China’s growth slowdown could result in a hard landing and authorities should take steps to further open up the economy, the International Monetary Fund (IMF) said as it reaffirmed forecasts that expansion would weaken to a quarter-century low.
The global impact of China's slowing economy is being felt worldwide, with commodity exporters from Angola to Australia feeling the pinch as the Asian giant switches from a high-growth investment model to one in which its increasingly wealthy consumers underpin steadier and more sustainable expansion.
But the IMF on Tuesday stressed that the task for Chinese leaders is not easy as they attempt a smooth transition following a run-up in credit and investment while allowing markets to play a bigger role in the economy.
The world's second largest economy, a crucial driver of global expansion, is suffering a sharp slowdown in growth despite government support measures including five interest rate cuts since November.
There are fears it could be headed for a so-called "hard landing." The IMF warned that such a scenario could come to pass unless leaders get a grip on the current crisis.
Under the sub-head "Hard landing in China," the report said: "There are risks of a stronger growth slowdown if the macroeconomic management of the end of the investment and credit boom of 2009–12 proves more challenging than expected."
In such a situation, the report said, authorities would be forced to ramp up policy by "shoring up investment through credit and public resources." It did not, however, offer any numerical indication of how low growth could drop in such a scenario.

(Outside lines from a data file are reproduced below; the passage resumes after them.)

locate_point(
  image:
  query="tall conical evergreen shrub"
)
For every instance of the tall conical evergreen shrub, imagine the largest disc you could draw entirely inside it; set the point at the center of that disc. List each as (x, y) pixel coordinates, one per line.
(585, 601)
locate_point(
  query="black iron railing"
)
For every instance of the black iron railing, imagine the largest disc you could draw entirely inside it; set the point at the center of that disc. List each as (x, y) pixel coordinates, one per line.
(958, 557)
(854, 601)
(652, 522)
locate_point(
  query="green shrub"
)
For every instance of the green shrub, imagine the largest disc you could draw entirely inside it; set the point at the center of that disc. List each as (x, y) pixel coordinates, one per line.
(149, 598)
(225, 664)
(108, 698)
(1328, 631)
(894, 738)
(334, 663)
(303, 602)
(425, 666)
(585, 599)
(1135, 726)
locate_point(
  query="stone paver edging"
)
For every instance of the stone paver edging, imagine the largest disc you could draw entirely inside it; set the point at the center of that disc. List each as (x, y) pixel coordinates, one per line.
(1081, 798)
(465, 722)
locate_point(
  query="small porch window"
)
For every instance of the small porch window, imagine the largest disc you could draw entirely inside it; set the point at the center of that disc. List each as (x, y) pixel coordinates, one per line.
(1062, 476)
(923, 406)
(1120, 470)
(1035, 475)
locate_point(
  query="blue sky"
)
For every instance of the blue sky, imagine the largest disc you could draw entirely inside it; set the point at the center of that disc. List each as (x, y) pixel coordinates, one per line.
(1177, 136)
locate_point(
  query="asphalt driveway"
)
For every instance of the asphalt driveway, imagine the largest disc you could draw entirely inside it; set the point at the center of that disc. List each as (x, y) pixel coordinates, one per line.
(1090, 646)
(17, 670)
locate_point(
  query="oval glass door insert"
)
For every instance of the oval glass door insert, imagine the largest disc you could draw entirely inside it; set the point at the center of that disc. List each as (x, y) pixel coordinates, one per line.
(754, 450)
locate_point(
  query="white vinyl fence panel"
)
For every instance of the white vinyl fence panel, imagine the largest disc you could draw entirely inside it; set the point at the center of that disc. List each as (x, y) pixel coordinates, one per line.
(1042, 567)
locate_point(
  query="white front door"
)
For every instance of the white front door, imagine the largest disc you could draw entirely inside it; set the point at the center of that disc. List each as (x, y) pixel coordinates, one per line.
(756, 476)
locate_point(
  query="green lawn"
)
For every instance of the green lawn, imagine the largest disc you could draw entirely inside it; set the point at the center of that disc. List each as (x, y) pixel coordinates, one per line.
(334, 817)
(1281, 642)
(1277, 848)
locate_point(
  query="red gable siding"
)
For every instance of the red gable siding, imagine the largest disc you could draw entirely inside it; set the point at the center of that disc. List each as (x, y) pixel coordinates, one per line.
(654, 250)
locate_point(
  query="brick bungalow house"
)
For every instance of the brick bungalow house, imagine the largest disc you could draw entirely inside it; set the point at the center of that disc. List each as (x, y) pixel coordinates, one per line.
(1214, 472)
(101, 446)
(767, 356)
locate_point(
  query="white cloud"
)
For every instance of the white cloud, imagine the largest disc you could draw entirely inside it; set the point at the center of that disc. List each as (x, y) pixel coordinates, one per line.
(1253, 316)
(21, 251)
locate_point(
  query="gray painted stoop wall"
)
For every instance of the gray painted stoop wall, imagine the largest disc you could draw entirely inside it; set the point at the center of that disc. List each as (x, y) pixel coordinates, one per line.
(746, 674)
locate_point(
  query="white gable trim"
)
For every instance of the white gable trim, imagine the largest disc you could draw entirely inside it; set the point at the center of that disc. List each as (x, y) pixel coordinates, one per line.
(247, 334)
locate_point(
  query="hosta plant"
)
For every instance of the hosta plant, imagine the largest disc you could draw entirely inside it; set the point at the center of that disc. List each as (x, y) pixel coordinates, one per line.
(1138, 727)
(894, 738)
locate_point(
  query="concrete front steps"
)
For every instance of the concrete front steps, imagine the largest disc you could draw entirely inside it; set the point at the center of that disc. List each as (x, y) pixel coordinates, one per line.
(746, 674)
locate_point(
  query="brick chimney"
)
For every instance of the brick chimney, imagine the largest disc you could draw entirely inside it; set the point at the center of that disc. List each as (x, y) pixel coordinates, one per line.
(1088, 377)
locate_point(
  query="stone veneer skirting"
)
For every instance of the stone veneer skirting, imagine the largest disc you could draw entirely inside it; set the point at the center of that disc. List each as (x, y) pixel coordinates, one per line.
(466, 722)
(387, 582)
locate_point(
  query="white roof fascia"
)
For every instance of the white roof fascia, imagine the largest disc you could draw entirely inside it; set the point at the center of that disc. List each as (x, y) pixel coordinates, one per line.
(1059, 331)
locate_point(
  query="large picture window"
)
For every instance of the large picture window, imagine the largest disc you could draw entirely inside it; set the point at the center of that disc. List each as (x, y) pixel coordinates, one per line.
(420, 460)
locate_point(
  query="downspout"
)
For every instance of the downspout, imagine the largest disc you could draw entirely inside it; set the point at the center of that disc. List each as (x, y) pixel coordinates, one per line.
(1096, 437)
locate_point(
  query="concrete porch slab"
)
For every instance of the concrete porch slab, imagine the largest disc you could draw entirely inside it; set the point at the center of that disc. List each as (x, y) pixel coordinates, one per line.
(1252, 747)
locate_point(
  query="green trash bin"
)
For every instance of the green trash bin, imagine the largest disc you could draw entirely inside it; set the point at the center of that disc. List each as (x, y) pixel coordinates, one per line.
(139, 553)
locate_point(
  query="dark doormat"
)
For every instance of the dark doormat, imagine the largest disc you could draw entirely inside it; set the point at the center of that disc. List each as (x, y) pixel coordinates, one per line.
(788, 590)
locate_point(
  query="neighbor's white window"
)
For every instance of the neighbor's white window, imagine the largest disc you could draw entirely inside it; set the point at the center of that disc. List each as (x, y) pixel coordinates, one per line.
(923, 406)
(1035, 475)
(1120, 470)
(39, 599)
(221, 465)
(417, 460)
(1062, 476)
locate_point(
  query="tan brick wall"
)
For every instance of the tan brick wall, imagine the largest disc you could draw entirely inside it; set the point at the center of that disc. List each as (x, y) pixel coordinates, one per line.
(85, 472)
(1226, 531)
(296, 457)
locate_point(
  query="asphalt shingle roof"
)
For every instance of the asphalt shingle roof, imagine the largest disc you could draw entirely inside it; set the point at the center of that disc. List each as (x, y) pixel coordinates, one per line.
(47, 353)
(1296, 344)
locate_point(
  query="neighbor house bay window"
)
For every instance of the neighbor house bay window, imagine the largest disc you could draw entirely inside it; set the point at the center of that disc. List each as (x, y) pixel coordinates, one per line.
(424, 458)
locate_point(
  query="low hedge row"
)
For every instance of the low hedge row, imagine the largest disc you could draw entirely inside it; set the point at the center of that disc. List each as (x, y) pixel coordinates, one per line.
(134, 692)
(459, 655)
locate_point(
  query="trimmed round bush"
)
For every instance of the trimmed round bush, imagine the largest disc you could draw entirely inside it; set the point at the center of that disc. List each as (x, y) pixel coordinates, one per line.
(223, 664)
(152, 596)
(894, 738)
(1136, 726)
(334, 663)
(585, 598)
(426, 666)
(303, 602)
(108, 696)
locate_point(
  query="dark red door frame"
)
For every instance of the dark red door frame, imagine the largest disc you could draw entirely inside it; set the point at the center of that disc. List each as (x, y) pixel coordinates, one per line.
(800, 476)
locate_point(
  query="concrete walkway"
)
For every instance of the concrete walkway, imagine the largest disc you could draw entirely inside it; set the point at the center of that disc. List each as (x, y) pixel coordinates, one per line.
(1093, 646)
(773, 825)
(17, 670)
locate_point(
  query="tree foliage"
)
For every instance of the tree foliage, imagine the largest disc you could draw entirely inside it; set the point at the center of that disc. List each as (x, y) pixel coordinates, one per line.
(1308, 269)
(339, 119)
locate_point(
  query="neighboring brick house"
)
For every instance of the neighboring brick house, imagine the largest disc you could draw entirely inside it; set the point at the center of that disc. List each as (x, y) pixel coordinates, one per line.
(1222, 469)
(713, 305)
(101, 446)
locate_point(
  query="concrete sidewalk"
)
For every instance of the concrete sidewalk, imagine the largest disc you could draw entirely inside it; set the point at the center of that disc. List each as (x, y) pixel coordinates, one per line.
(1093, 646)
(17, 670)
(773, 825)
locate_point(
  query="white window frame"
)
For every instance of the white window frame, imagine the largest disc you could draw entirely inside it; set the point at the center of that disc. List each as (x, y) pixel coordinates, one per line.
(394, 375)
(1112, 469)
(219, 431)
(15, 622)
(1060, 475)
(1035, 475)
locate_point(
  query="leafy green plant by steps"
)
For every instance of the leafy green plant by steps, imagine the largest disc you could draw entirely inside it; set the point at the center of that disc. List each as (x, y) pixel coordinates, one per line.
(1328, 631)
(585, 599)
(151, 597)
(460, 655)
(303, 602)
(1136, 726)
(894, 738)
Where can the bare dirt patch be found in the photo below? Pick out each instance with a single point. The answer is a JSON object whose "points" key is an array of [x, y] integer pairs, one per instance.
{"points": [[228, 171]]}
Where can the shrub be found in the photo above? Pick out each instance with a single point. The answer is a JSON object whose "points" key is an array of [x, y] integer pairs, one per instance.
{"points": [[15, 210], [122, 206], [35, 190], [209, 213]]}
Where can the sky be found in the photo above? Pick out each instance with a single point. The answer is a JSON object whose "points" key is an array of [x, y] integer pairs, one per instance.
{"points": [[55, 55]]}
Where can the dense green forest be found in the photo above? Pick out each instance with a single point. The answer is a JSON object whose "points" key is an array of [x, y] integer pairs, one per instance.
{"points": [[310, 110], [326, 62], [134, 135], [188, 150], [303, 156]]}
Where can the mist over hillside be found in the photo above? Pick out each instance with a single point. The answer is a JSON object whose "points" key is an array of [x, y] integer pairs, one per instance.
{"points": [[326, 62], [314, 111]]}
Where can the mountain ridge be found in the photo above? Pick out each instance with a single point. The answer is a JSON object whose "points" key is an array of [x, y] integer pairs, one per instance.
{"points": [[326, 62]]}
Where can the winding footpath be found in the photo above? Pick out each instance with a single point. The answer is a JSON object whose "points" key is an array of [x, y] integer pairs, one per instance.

The IMF tipped growth this year of 6.8 percent and 6.3 percent in 2016, both the lowest since 3.8 percent in 1990. The forecasts were unchanged from its last World Economic Outlook in April and a subsequent update in July.
Beijing's official target is "about seven percent" for this year.
Tuesday's report said authorities will likely need to increase "policy support" to boost growth, hinting at tools such as further cuts in interest rates and in bank reserve ratios.
The key, however, lies in making good on previous reform promises, it said.
"The core of the reforms is to give market mechanisms a more decisive role in the economy, eliminate distortions, and strengthen institutions," it said.
Despite concerns, the IMF said China's slowdown appears manageable as long as what it termed "previous excesses" in sectors including real estate and investment are addressed.
The report said China's economy stands to benefit from continued efforts to implement reforms, while lower prices for oil and other commodities will ease the pain for consumers.
It also said a recent huge sell-off in the stock markets is not expected to have a major impact on consumers since Chinese households do not invest heavily in equities.
"The current episode of financial market volatility is assumed to unwind without sizeable macroeconomic disruptions," the IMF said.
China shocked global markets in August with a devaluation of its currency, the yuan, and the IMF noted that the verdict on its effectiveness is still out.
"The recent change in China's exchange rate system provides the basis for a more market-determined exchange rate, but much depends on implementation," it said, indicating the country should go even further.
"A floating exchange rate will enhance monetary policy autonomy and help the economy adjust to external shocks, as China continues to become more integrated into both the global economy and global financial markets."